É um enigma: os empresários brasileiros dizem que falta trabalhador no mercado, o IBGE mostra que o desemprego é baixo, mas o Brasil tem 18 milhões de pessoas sem carteira assinada e mais 15 milhões de trabalhadores por contra própria, uma parte deles por falta de opção. Se o mercado está favorável, o trabalhador deveria ter poder de barganha para exigir a formalização.
Uma das barreiras, sem dúvida, é uma legislação do trabalho que é detalhista, cara para o empregador, que cria um cipoal de normas, regras, burocracia às quais as empresas pequenas não conseguem seguir, até por falta de entendimento. Se a Consolidação das Leis do Trabalho fosse capaz de criar um mundo de proteção e incentivo à produtividade chegaria aos 70 anos tendo resolvido a informalidade.

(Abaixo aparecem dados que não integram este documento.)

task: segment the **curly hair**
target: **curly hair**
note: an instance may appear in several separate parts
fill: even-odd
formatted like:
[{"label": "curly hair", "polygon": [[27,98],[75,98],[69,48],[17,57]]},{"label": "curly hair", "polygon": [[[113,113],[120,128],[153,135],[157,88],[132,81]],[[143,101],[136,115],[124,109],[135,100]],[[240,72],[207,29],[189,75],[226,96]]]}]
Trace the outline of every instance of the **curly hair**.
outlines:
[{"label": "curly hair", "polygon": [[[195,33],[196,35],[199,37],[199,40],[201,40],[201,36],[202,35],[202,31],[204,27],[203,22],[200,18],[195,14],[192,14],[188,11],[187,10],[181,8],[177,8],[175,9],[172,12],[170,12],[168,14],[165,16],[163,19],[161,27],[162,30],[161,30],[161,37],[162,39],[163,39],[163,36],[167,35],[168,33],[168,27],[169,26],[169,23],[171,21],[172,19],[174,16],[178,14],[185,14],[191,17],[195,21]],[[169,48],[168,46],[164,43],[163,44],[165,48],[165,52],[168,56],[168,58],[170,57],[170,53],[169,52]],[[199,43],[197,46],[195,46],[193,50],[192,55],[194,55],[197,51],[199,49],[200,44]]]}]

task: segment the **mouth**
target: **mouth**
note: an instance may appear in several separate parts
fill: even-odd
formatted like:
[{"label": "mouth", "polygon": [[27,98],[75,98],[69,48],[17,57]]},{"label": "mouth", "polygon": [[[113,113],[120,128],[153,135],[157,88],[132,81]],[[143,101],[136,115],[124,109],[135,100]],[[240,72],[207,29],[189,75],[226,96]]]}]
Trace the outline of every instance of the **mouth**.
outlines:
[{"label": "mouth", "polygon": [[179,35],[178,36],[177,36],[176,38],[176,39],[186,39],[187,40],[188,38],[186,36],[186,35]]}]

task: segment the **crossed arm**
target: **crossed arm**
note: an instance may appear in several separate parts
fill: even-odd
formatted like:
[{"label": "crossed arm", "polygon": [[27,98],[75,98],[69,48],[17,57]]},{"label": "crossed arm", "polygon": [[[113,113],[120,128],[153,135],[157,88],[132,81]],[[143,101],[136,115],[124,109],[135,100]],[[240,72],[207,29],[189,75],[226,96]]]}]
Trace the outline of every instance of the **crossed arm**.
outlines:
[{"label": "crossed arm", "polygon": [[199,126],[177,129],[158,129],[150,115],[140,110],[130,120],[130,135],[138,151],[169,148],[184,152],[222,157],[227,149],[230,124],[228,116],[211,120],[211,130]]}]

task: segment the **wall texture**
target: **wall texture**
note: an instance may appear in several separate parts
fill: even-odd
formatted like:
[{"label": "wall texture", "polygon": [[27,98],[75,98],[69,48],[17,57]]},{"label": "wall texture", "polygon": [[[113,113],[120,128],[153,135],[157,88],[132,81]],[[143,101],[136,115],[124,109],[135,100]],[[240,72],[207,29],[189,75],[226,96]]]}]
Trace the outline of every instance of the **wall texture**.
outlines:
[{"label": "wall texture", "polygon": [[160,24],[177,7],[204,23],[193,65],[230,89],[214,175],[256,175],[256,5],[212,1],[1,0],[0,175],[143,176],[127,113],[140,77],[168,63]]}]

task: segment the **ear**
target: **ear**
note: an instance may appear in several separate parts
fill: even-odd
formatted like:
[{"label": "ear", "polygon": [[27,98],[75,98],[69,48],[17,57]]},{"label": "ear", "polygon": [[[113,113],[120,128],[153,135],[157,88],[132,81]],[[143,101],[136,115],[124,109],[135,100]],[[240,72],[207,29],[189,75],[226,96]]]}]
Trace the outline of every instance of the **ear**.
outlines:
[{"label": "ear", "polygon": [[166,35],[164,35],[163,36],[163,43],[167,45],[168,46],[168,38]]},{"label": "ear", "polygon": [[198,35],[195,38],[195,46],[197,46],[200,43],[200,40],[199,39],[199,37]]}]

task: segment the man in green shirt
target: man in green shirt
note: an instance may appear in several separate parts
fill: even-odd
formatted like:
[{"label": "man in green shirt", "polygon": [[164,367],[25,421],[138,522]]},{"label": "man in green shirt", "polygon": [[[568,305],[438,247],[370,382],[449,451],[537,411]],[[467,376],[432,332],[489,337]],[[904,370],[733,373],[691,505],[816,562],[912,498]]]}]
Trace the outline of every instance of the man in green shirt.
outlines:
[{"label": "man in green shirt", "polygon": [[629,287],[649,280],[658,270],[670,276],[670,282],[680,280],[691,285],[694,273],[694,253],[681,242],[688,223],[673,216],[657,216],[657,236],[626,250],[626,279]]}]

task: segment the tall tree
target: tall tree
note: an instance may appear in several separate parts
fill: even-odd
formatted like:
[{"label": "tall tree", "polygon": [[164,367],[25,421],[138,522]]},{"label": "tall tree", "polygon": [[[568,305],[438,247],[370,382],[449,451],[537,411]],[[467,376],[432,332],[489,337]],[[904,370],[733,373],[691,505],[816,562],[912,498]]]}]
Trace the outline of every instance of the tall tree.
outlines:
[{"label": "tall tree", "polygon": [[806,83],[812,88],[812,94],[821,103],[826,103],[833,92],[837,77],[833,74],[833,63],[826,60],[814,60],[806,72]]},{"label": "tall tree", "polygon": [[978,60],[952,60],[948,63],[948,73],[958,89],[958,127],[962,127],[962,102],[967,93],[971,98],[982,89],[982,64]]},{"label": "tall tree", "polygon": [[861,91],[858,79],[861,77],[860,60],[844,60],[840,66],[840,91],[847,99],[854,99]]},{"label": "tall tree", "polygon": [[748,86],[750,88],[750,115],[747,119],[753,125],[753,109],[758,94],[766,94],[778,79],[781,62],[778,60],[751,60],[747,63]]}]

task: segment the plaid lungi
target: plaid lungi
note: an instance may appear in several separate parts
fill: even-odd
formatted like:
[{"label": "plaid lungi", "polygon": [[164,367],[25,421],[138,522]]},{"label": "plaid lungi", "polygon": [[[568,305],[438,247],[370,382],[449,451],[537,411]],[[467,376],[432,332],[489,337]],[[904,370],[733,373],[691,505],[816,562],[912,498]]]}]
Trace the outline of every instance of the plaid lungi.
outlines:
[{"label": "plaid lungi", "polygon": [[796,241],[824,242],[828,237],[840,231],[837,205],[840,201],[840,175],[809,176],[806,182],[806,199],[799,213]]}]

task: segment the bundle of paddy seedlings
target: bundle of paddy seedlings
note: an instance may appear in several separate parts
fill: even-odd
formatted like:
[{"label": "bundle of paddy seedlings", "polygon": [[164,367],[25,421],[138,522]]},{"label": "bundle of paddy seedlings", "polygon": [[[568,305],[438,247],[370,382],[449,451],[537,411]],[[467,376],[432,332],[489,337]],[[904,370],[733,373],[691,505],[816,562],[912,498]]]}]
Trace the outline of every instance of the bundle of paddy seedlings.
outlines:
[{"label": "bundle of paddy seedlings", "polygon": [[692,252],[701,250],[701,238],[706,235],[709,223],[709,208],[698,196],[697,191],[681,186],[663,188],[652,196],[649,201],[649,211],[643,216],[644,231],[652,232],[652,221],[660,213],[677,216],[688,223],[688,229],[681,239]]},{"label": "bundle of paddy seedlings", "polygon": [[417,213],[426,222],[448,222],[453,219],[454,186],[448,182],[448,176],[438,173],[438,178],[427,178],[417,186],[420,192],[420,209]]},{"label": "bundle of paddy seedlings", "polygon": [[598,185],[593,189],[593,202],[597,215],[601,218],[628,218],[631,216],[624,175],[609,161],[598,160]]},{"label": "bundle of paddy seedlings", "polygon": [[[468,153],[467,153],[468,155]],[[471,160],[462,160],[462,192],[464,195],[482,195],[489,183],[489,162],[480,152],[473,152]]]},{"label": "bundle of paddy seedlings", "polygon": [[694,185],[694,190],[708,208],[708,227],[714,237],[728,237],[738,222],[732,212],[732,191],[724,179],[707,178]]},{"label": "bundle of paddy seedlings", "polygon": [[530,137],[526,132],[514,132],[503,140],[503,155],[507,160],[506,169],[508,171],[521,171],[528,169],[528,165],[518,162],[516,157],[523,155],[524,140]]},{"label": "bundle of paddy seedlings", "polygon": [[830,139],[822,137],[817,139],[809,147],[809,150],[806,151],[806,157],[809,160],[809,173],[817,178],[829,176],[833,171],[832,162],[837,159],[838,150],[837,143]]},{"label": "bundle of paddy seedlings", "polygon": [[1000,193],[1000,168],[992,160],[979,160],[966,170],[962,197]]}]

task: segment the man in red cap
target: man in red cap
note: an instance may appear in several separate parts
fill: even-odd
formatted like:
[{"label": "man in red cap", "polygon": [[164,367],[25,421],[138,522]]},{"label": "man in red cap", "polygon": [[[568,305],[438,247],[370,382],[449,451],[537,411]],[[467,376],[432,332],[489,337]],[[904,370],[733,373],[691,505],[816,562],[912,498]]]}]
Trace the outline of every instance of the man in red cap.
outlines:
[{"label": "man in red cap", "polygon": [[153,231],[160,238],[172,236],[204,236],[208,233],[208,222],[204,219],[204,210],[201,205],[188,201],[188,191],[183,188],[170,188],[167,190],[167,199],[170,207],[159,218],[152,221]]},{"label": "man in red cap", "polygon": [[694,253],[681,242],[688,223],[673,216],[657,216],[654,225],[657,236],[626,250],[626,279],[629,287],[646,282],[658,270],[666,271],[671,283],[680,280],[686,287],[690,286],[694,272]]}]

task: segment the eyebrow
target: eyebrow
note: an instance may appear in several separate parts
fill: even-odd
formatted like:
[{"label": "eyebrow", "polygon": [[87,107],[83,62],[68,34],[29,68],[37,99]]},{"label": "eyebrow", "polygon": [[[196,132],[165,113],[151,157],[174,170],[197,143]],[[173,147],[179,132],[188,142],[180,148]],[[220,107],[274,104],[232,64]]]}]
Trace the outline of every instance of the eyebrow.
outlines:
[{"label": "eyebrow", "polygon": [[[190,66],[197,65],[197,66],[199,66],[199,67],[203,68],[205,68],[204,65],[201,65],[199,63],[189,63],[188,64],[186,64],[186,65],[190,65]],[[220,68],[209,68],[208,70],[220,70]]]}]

O que intriga é que, se falta gente para trabalhar, o mercado é favorável ao trabalhador. E se é isso, ele teria mais poder de barganha para exigir a eliminação da desigualdade de se ter uns com direitos e outros sem.
Os 18 milhões sem carteira e os 15 milhões por conta própria que não estejam contribuindo para a Previdência criam um problema fiscal, porque a partir de determinada idade serão cobertos pela aposentadoria ou por benefícios previdenciários independentemente de terem contribuído. E seria absurdo se fossem deixados de lado. O ideal, portanto, para as contas da Previdência era que cada trabalhador estivesse contribuindo.
O governo FHC tinha o diagnóstico de que as leis, de tão rígidas, criavam a distorção. Deu passos tímidos para flexibilizar e tornar mais leve a relação entre empresa e trabalhador. Mas o governo do Partido dos Trabalhadores nada fez. O PT nasceu desse aparato sindical que, como mostrou o GLOBO na série sobre a CLT, cria 250 sindicatos por ano. Eles são mantidos com dinheiro público e contribuição obrigatória do trabalhador. Muitos são criados só para tirar um pedaço desse bolo. O PT quando surgiu queria modernizar. Era contra o imposto sindical. Hoje, quer aumentá-lo. Parte dos 15 mil sindicatos está menos preocupada em defender o trabalhador do que em ser poleiro para burocratas do sindicalismo, que de lá saltam para a vida política.
Hoje, no mundo, falta trabalho. Os EUA lutam contra um desemprego que está em 7,6%, alto para os padrões americanos. A Europa tem níveis alarmantes de desemprego. Aqui, o que se reclama é a pequena oferta de trabalhadores.
Exatamente porque o mercado está favorável é que é hora de dar fim às enormes distorções no mercado de trabalho, reformulando a CLT. Ela não pode ser, como tem sido, uma criadora de castas: os com e os sem direitos. É preciso arejar essa relação empregador-trabalhador e adaptá-la às mudanças tecnológicas.
Apesar de o momento estar favorável, permanecem iniquidades. O IBGE registra quase 90 mil crianças trabalhando na idade dos 5 aos 9 anos. Ao todo, entre 5 e 14 anos são 1,1 milhão trabalhando. Continuam a acontecer casos de trabalho escravo: nos últimos 15 anos, a fiscalização encontrou 44 mil pessoas trabalhando em condições semelhantes à da escravidão. Há diferenças de salários para as mesmas funções entre homens e mulheres, e o desemprego entre jovens é alto.
Ninguém está satisfeito no mundo do trabalho. Agora, o desconforto entrou em casa. Os empregadores estão assustados com a lei que estabelece o óbvio: que todos têm os mesmos direitos. Se a reclamação é pela complexidade da legislação, os patrões tem razão. Se é a reação contra direitos, como hora extra, adicional noturno e fundo de garantia para empregadas, é inadmissível. Passava da hora de modernizar essa relação dentro das casas, onde tantos abusos foram cometidos.
Mas é preciso encontrar a forma eficiente de incluir quem está fora das leis de proteção: 18 milhões trabalham no mercado informal. O país precisa aproveitar o momento e tentar entender o enigma do trabalho.